本展は最近の3つの個展「Dog, Bus, Palm Tree」The Box、ロサンゼルス(2011)と「Nothing Related, but Something could be Associated」Yerba Buena Center for the Arts,、サンフランシスコ(2010)、「Random Hours, Several Locations」 YYZ Artist’s Outlet, トロント(2010)より作品を厳選し、新たに再構成します。また会期中には数回、展示替えが行われる予定であり、同一作品群が別々の見えをもった新しい 展示として生まれ変わります。
タイトルである「in a place between snow balls and stones - 雪玉と石のあいだにある場所で」は今展の主要な出品作である「Someone's junk is someone else's treasure」(だれかのガラクタはだれかの宝もの)を参照にします。
この映像は田中自身がフリーマーケットのブースを借り、近所で簡単に拾い集められる椰子の葉を並べて販売しようとする様子の記録です。ロサンゼルスでは風の強い日には椰子の葉がよく落ちていて、地元の人たちは雪かきをするように椰子の葉を片付ける必要があるそうです。こんなことをするきっかけには日米の2つの歴史的な作品があります。
一つはデヴィッド ハモンズの「雪玉セール」(1983)であり、ハモンズは雪降るニューヨークの路上で雪玉を並べて販売しました。もう一つは、つげ義春の漫画「無能の人」 (1985)の名場面で失業した主人公は川原で拾った「変わった形の石」を並べて販売し物思いのに耽るのでした。

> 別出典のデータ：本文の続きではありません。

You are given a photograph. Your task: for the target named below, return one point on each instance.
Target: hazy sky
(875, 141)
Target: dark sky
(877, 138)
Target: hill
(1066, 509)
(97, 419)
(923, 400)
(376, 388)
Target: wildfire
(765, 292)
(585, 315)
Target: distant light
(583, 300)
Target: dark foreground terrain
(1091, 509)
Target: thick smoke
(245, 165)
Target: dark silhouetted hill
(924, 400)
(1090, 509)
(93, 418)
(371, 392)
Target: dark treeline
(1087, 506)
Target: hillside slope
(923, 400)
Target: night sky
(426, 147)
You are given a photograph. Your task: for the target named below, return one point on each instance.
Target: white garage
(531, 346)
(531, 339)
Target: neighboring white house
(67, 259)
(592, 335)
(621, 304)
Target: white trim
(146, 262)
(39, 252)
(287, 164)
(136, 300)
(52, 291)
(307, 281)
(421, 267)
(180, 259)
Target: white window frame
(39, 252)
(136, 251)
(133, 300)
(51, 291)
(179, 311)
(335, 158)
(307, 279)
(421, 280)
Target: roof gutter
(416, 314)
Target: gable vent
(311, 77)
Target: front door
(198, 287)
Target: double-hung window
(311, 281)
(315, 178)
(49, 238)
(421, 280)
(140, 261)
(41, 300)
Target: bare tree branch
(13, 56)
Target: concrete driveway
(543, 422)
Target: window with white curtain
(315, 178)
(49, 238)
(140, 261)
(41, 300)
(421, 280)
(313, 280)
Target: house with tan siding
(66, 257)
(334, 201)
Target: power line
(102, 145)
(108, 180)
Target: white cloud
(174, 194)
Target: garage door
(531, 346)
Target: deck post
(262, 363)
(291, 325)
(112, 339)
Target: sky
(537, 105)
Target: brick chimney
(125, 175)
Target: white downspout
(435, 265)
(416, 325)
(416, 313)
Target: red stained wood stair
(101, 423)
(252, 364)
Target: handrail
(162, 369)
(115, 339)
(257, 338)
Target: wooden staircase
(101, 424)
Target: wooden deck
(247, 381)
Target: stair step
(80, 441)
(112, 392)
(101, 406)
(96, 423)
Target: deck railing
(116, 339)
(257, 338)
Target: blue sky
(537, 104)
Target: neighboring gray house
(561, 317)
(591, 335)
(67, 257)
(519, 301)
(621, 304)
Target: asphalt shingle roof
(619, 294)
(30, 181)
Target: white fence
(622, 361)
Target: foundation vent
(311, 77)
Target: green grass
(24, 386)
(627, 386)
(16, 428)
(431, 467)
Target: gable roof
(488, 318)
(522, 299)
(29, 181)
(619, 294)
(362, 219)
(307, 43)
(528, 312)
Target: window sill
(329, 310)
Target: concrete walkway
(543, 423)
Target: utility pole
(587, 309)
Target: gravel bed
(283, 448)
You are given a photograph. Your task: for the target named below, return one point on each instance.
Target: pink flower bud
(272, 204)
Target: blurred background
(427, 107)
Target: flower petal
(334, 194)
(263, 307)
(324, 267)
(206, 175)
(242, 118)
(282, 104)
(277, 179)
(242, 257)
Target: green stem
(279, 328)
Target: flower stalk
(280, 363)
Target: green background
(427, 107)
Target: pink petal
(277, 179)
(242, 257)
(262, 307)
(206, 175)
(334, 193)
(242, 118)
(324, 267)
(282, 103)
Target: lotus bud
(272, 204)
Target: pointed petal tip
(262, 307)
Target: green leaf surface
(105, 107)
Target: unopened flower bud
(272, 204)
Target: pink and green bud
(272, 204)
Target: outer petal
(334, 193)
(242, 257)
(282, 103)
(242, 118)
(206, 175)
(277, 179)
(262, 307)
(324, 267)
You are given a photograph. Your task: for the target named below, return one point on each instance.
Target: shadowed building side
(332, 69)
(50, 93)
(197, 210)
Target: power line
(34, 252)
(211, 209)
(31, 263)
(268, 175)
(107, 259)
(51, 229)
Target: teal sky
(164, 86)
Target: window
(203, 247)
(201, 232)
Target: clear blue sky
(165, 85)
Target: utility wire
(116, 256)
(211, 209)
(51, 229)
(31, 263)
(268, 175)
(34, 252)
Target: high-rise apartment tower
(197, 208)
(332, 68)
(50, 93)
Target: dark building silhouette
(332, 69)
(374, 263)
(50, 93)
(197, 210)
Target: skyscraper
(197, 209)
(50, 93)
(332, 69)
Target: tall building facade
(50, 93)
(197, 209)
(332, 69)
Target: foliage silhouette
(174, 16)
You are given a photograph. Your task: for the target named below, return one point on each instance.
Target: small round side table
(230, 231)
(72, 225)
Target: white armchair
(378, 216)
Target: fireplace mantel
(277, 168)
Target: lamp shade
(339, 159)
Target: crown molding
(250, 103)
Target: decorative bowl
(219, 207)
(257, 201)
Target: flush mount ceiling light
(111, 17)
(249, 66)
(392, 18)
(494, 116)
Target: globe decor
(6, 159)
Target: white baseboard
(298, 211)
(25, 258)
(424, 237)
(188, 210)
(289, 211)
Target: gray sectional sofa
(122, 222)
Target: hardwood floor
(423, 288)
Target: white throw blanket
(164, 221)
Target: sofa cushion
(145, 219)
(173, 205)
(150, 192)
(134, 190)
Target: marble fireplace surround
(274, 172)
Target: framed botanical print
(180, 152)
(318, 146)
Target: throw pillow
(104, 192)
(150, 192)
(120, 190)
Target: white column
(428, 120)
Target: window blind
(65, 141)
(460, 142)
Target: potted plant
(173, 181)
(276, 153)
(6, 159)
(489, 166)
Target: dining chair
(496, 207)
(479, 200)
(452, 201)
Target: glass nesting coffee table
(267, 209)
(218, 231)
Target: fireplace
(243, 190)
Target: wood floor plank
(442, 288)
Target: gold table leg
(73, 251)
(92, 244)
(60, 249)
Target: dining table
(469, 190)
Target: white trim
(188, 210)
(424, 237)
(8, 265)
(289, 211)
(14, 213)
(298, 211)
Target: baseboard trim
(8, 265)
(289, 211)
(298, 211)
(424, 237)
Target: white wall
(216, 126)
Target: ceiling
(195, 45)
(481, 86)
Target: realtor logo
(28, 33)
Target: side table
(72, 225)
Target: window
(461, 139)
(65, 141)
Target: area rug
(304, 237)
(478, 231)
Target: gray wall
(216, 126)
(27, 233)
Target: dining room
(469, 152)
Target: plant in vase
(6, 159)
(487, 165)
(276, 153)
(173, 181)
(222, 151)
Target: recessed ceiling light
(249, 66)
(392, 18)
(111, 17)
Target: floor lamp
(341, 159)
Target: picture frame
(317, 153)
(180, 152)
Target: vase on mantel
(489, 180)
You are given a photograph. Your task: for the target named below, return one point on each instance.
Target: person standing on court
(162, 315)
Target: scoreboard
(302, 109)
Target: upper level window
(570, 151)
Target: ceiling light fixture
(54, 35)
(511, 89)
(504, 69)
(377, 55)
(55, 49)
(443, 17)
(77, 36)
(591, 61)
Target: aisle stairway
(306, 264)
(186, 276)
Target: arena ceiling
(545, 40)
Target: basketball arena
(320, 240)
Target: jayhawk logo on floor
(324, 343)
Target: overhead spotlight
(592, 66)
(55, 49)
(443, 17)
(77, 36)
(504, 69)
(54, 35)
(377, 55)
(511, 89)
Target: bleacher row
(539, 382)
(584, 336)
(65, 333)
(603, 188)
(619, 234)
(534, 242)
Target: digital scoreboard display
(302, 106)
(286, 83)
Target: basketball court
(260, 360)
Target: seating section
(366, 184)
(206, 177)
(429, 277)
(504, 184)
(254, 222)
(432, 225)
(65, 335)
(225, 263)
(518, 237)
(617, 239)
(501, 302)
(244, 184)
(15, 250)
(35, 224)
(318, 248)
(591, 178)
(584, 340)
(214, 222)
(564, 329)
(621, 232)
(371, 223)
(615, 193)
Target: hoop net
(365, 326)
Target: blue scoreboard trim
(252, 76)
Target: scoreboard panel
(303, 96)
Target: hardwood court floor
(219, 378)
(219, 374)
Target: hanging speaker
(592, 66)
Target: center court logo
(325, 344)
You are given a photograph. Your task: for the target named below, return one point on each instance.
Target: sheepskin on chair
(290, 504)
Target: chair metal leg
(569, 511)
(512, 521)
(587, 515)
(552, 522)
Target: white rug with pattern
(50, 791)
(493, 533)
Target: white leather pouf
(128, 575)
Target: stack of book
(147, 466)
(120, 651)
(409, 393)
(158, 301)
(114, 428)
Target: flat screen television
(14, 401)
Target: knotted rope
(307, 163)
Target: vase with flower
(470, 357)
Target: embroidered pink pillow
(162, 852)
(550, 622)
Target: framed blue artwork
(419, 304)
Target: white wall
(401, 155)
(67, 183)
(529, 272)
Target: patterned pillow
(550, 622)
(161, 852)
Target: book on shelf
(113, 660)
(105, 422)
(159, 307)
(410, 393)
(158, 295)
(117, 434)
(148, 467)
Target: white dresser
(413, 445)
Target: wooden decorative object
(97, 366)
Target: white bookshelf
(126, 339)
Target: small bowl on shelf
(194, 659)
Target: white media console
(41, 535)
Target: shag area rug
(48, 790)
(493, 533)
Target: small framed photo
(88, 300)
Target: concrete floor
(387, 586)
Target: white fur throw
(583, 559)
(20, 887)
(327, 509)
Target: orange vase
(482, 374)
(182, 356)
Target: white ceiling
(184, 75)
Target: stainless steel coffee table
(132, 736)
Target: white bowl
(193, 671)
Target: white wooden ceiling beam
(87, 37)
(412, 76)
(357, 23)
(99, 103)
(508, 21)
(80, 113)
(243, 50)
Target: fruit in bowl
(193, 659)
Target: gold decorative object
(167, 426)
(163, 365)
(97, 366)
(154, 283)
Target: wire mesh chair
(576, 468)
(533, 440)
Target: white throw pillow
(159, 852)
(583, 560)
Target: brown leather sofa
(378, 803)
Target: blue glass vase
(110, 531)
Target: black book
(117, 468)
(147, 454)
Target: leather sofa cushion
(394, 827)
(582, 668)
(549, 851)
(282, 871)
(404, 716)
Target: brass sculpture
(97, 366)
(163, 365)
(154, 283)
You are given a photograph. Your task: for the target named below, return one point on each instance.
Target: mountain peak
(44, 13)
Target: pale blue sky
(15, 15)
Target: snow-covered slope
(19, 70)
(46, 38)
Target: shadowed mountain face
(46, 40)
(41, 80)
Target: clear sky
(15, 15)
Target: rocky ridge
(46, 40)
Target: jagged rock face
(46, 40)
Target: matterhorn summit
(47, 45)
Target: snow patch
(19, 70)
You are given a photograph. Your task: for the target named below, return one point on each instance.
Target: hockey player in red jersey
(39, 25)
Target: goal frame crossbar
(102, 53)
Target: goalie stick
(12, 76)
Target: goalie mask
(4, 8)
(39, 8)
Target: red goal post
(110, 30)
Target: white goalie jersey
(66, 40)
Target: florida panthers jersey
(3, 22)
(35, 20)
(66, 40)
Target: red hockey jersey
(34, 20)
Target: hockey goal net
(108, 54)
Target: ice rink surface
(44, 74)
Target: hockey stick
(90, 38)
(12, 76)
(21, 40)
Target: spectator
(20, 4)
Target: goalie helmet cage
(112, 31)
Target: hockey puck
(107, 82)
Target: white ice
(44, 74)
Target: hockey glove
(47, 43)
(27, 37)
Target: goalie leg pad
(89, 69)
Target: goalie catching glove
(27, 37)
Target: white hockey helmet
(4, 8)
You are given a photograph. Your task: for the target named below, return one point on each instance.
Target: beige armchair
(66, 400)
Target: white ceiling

誰でもが容易に手に入れることのできる (無用な)ものを売るという行為。その行為を通して、ものの価値が問われます。私たちはなにに対価を払うのでしょうか。アイデアや行為に価値を求めるの か、ものに価値を求めるのか。これらの営みは似ていながらもまったく反目するのかもしれません。
現在ロスで活動する作家は自身がその間を自由に往来する人です。フリマでの様々なお客さまとのやりとりを通じて、堅牢なものとさっと消え行くもの。機能することと役立たず。何かを作り出すことと何も作らずにただ見出すこと。それらを考えながら話し、やりとりをすることでその思索自体を販売していたとも言えるのかもしれません。雪玉と石の間に随分と豊かなアイデア が貯蔵されているものです。
本展では他にトーストにチーズを載せて焼くけど毎朝一度だって同じだったことは無い写真「Everyday statement (cheese toast)」(2010)、アルミの型にに仕込んだゼリーが冬の外気で凝固するまで公園で過ごしたときの写真「I spend Time in a Park Until the Jell-O Chilled out」(2010)なども発表致します。
1975年 栃木県生まれ、京都在住。
アーティストとして活動し、ARTISTS' GUILDと基礎芸術に参加/協働する。近年は出来事の組織化や集団による営み、その記録に興味を持ち、それにまつわる制作活動を行っている。2013年、第55回ヴェネツィア・ビエンナーレ国際美術展の日本館における展示で特別表彰を受賞、2015年にはドイツ銀行のアーティスト・オブ・ザ・イヤーに選出される。プロジェクトの記録や過去のテキストを再録した書籍に、『Precarious Practice』(Hatje Cantz、2015年)、『必然的にばらばらなものが生まれてくる』(武蔵野美術大学出版局、2014年)、『質問するその1(2009 - 2013)』(ART iT、2013年)、『Abstract Speaking - Sharing uncertainty and collective acts』(NERO Magazine、国際交流基金、2013年)などがある。